We employ a random matching approach to fuse the intermodality features. In this way, each sMRI feature is paired with an fMRI feature, thoroughly accounting for all possible matching combinations between modalities. By calculating the coupling matrix, we project the intermodality contrast features into the label semantic space; the cosine calculation operation solves the fusion difficulty caused by different data dimensions. Finally, the fused features are input into the classifier to complete the classification of the corresponding tasks.
Classifier module
In this study, a CNN was selected as the classifier for our model, as shown in Fig. 2c. Through the 4-layer CNN classification designed in this study, we can better learn the global features in the coupling matrix and achieve a higher classification performance. The convolution strategy of the CNN selects the convolution method of downsampling and further simplifies and extracts the key features among the the coupled features, thereby improving the final classification accuracy.
K-Fold cross-validation
Because of the constraints of the sample data, the CSEPC network model may encounter overfitting problems.
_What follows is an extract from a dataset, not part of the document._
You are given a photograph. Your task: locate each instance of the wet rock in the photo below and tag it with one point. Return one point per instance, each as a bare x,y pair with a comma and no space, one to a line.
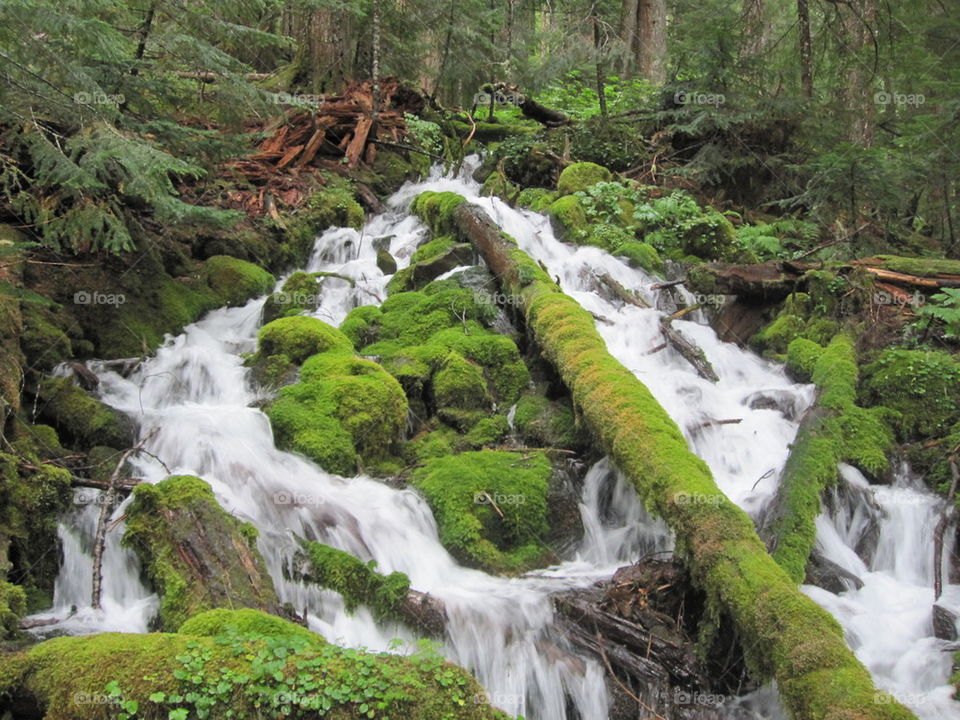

To reduce their impact on the experimental results, we performed K-fold cross-validation. For our experiments, we set the value of K to 10. The subject samples were randomly divided into ten subsamples of equal size, of which one subsample was used as the test set to validate the classification performance of the model, while the remaining nine subsamples were used as training data. This cross-validation procedure was repeated 10 times, with each subsample used once as a test set. By following these procedures, we can check whether the model is experiencing overfitting problems.
Experimental setup
We implemented the proposed deep-learning approach using the Pytorch framework. All experiments were run on an NVIDIA Tesla V100 16GB GPU and Windows Server 2016. In the CSEPC training process, we separately trained the sMRI_CSEP and fMRI_CSEP models. We used the stochastic gradient descent function (SGD) as the optimizer of the models during the training process and set the batch size to 1.